Want to get your hands on the supercar being jointly developed by Aston Martin and Red Bull Racing? Too bad, because they’ve all been spoken for already. Little wonder, since 450 potential customers potential customers had already expressed their interest for the limited run hypercar.
Codenamed AM-RB 001, the project was first announced at the beginning of the 2016 Formula One World Championship in Australia earlier this year as part of an “innovation partnership” between the two British performance powerhouses. In the months since, we’ve received observed a slow but steady trickle of information coming out about the project.
Now that the season has come to an end, the two have extended their relationship for another year. The deal, brokered by Aston CEO Andy Palmer who did the same for Infiniti when serving as its chairman, will see the British automaker’s logo appear on the victorious F1 team’s cars for another year. But of greater interest is what they are cooking for the road.
Here’s what we know so far. For one, it will pack a naturally aspirated V12 engine, likely displacing between 6.0 (like in most of Aston’s road cars) and 7.0 (like the track-only Vulcan) liters that will drive the rear wheels. It will also pack a KERS-style hybrid assist that will help deliver approximately 1,000 horsepower. In a vehicle weighing just 1,000 kg, that should be more than enough to break all the records in a fashion we’ve not seen since the debut of the legendary McLaren F1.
Despite Formula 1-like levels of lateral grip and some 4,000 pounds of downforce, it’s still expected to top 250 miles per hour (400 km/h) and sprint from zero to 60 (96 km/h) in less than three seconds. An active suspension will take care of handling all that power, while the aerodynamically optimized bodywork designed by Aston’s chief designer Marek Reichman and Red Bull’s legendary chief engineer Adrian Newey will feature powered gullwing doors.

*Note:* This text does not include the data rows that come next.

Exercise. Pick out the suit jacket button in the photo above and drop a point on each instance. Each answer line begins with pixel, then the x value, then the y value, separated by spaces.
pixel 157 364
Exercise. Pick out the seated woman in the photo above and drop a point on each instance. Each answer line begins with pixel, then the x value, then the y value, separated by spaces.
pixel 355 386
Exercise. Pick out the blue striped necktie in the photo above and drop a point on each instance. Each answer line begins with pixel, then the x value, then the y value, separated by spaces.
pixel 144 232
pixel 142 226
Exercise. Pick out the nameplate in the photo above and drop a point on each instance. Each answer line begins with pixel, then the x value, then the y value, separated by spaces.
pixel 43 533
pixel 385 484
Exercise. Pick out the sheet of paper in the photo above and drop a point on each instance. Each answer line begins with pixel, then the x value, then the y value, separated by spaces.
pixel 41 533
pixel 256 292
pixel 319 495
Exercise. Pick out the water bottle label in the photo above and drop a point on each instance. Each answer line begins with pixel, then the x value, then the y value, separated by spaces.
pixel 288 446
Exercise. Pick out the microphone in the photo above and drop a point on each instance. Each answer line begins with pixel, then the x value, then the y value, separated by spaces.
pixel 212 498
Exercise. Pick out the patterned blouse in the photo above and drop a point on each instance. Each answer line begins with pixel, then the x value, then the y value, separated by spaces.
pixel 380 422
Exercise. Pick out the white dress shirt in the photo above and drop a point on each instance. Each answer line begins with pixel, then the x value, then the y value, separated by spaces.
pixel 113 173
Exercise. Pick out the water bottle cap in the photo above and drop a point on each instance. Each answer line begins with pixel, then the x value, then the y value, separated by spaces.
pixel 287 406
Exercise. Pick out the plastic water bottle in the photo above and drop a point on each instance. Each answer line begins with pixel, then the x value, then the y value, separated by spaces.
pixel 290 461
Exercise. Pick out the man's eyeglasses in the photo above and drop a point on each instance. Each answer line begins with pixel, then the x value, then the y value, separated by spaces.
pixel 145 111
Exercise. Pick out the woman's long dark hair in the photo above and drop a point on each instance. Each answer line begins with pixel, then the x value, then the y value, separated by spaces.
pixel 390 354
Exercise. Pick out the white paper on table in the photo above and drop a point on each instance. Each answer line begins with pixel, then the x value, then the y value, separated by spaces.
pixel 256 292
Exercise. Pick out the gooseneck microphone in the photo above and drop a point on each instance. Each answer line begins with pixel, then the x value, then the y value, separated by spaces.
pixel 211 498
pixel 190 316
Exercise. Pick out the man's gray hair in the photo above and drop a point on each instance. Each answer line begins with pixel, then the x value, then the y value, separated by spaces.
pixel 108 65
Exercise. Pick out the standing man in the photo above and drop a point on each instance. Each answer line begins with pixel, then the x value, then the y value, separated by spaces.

Of course, all that tech and capability will come at a cost, and the sticker price is tipped to hover around the $3 million mark. Only 150 street-legal examples will be made and deliveries should start in early 2019, instead of 2018 as originally planned. There will, however, be an additional 25 track-bound examples, which will follow the same formula that transformed the McLaren P1 to the P1 GTR and LaFerrari to the FXX K – and, you can rest assured, fetch an even higher sum.